Probiotics are amazing for balancing bacteria in your body. Dr. Jolene Brighten explains in her book, Beyond The Pill, that you want to look for a probiotic that has at least five different strains of lactobacilli. This way your body is sure to get enough different types of bacteria to have a healthy gut and vaginal pH.

Taking probiotics regularly is especially helpful if you’re on antibiotics. Antibiotics can wipe out not just the bad bacteria that is making you sick, but also the good bacteria that is supporting your vaginal pH. Taking a probiotic helps you replenish these stores so that you avoid getting a yeast infection.

Always pee after sex

When the bacteria in the vagina is imbalanced, its close proximity to the urethra can lead to UTIs. This most often happens with intercourse, but it can happen during oral, hand-sex, and play with toys. Once you’re finished playing and have had a few minutes for post-sex cuddle time (if that’s your thing), pop to the bathroom and pee. This helps to push any accumulated bacteria out of the urethra.

Change tampons regularly

When you’re on your period, change your tampon every four to six hours.
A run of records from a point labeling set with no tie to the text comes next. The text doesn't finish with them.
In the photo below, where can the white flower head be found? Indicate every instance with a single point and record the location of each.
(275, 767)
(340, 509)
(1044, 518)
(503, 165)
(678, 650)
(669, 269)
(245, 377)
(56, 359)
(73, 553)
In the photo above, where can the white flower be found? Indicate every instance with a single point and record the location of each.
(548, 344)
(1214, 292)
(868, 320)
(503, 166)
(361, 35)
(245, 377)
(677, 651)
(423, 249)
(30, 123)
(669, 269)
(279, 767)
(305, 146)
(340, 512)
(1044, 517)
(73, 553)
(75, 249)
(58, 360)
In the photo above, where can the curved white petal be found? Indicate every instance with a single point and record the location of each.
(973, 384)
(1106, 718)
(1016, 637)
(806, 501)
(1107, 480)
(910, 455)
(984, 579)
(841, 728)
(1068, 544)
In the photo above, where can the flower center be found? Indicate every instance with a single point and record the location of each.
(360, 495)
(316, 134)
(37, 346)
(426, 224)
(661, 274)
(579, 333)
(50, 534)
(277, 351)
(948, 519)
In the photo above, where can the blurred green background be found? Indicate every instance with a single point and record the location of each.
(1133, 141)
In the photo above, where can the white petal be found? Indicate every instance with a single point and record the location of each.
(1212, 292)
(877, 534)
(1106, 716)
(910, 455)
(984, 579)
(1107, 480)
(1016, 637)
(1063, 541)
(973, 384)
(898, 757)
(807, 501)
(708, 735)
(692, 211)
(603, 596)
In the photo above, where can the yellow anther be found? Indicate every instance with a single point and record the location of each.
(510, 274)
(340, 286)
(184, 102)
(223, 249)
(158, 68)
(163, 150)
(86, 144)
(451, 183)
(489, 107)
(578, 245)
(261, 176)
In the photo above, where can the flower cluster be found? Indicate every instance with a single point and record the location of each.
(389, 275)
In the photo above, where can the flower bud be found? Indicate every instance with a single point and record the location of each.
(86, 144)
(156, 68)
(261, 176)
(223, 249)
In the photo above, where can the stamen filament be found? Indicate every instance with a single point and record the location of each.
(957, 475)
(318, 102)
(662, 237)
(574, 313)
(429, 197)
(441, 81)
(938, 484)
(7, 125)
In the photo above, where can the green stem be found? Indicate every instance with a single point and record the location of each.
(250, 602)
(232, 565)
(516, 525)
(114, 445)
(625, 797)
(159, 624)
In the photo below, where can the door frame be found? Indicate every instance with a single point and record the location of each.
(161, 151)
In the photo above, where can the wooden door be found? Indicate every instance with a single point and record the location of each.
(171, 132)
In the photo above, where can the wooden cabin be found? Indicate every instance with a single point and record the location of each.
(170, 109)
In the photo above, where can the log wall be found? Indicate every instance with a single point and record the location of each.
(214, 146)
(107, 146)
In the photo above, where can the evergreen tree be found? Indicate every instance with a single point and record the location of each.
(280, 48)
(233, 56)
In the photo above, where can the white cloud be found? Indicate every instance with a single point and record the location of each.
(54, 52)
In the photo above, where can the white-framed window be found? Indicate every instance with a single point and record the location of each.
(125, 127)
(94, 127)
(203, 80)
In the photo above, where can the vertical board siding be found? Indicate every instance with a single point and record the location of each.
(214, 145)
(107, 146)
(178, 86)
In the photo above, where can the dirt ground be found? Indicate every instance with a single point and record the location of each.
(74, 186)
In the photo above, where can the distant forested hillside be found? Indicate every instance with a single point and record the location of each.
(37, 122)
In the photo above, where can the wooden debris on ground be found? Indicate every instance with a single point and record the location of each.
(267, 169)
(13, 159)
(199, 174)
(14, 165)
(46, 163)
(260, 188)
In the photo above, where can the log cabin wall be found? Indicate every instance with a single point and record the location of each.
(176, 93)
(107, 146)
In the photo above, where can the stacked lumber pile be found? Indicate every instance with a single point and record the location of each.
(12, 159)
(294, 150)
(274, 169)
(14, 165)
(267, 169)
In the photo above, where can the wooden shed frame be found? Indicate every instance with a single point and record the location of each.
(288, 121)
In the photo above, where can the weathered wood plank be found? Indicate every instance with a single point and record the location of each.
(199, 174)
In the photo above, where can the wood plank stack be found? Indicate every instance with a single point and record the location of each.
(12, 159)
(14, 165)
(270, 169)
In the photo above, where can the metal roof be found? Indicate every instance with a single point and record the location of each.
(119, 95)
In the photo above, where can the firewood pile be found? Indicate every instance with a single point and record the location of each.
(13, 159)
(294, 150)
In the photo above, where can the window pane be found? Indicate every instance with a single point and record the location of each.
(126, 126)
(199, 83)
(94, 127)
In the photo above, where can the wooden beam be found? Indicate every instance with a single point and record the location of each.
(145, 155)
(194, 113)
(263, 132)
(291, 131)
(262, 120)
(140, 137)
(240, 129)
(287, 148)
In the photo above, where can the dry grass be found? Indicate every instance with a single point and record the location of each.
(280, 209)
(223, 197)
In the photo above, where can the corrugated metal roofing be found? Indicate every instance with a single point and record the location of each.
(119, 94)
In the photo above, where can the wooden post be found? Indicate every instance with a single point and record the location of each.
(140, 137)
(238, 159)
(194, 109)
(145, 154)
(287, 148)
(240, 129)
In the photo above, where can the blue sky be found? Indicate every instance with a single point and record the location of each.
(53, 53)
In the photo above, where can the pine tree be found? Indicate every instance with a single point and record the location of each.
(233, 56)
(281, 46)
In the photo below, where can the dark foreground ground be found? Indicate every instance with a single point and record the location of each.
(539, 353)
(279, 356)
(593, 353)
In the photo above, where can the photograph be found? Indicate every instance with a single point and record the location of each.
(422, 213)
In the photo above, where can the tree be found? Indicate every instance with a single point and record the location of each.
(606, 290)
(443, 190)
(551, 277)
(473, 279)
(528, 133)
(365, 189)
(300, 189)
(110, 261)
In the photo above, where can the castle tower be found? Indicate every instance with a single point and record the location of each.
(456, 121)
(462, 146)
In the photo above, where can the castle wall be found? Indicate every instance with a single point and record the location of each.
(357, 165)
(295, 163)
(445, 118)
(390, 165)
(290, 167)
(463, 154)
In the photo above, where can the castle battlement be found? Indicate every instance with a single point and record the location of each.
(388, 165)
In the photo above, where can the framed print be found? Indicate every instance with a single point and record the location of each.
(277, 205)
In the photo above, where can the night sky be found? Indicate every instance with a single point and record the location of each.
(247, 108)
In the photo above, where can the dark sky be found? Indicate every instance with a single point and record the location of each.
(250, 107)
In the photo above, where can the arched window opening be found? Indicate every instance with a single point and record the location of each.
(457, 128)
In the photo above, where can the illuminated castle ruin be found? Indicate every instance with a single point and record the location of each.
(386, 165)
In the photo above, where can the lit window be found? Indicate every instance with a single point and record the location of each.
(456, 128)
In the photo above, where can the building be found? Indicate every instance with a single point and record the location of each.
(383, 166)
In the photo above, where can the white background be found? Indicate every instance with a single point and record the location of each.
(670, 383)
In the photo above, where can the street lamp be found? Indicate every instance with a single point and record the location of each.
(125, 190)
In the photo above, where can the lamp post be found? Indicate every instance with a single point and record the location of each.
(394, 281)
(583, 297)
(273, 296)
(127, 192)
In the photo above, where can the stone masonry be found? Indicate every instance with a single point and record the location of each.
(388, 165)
If a tampon is forgotten up there, bacteria can breed and cause foul smells and even an infection. Be sure you’re changing it regularly.

If possible, choose organic, paraben-free tampons. Your vagina is one of the most absorbent places on the body. You don’t want to be sticking toxic chemicals up there.

Wipe properly

This one might seem obvious, but be sure you’re always wiping front to back. If fecal matter finds its way into the vagina, you could wind up with a raging infection. If you use wipes, be sure they are organic, paraben-free, and scent-free.

Infections can also happen during sex if you switch from anal to vaginal in the same sex session. Never ever do that. If you have a partner who tries to do this, politely stop them and explain that this is poor sexual hygiene. Spread the word.

Try a cranberry supplement

Cranberry juice has long been heralded as a good treatment for pH balance and urinary tract infections, but the science is slightly dubious. Drinking buttloads of cranberry juice definitely will NOT effectively treat a UTI, but some experts believe it can be helpful as a preventative measure. The active compounds in cranberry juice aren’t destroyed by the naturally occuring bacteria in the gut, allowing it to fight infections.

You can take it in supplement form or you can drink it. If you decide to drink it, make sure it’s 100 percent cranberry juice and not cranberry juice cocktail. While there isn’t enough research-backed data to conclusively say if this trick works or not, it couldn’t hurt to try it. If you’re someone who’s prone to UTIs, you should take whatever trick you can get.